Toutes ces particularités font la richesse et la force de cet institut pour avancer plus vite vers de nouveaux traitements efficaces.

Le point sur l’épilepsie

La prévalence et les chiffres clés :

L’épilepsie est la maladie neurologique la plus fréquente après la migraine. On estime qu’elle touche 0,5% à 1% de la population mondiale, soit 50 millions de personnes dans le monde. On estime à environ 430 000 personnes touchées en France avec 33 000 nouveaux cas chaque année. C’est une maladie qui touche tous les âges, avec une fréquence plus élevée chez les enfants et les sujets âgés. Dans 75 % des cas, la maladie s’est installée avant 18 ans. L’épilepsie confère 2 à 3 fois plus de risque de décès prématuré par rapport au reste de la population. Elle peut se manifester par une seule crise ou par des crises tout au long de la vie. Le retentissement social et familial de cette maladie est considérable.

Les types d’épilepsie :

Sur le plan physiopathologique, cette maladie se définit par la survenue récurrente de crises d’épilepsie, chaque crise étant le reflet d’une activité synchrone et excessive d’un groupe de neurones. Ces crises peuvent être localisées – on parle alors d’épilepsie focale ou partielle qui représentent 70% des épilepsies – ou généralisées à tout le cortex cérébral. L’épilepsie peut naître de n’importe quelle région du cortex cérébral, en conséquence, il existe une grande variabilité des symptômes épileptiques car ils sont étroitement liés à la localisation des neurones qui s’activent de façon anormale. On parle donc d’épilepsies au pluriel.

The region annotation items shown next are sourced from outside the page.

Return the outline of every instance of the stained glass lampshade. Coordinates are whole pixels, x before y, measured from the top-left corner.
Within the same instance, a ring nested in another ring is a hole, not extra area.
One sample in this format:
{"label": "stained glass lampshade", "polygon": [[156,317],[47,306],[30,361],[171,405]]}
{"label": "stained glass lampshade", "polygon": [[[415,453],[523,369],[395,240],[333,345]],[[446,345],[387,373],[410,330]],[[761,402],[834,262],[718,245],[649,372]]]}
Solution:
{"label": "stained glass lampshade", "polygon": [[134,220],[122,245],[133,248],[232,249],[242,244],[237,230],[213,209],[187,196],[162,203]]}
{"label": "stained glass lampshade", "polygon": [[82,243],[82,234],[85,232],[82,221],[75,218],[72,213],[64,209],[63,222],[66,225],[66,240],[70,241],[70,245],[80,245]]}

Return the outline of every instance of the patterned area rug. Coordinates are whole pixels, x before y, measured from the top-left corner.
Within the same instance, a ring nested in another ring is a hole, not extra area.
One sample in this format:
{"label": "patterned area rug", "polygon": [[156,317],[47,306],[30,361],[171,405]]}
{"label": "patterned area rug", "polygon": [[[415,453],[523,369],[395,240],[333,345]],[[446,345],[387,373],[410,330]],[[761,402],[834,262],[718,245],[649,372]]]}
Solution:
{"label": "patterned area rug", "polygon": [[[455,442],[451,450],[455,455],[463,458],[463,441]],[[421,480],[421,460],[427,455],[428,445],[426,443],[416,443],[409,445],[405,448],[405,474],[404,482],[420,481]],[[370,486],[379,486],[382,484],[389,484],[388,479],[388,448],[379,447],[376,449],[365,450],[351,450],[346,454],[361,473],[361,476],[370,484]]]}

Les causes de l’épilepsie :

Les causes des épilepsies sont très variées. Elles peuvent être distinguées en deux grands groupes. Il y a d’une part les épilepsies métaboliques et structurelles, aussi dites symptomatiques, dues à une lésion suite à des déficits ou à des perturbations du métabolisme, à une tumeur, à une infection, à des troubles vasculaires du système nerveux central, ou encore à des anomalies de l’organisation cérébrale et en particulier à la désorganisation du cortex cérébral. Et il y a d’autre part les épilepsies correspondant à un dysfonctionnement du cerveau sans lésion structurelle qui sont souvent liées à des facteurs génétiques, on parle alors d’épilepsies idiopathiques. Ce sont les épilepsies “généralisées génétiques“, comprenant deux sous-groupes : les épilepsies héréditaires dites monogéniques – avec une mutation dans un seul gène majeur – qui sont plutôt rares et que l’on retrouve dans les formes familiales ; et les épilepsies communes pour lesquelles ce sont plusieurs mutations dans plusieurs gènes en association avec l’environnement qui sont impliqués et qui présentent une prédisposition génétique d’environ 30% à 40% des épilepsies.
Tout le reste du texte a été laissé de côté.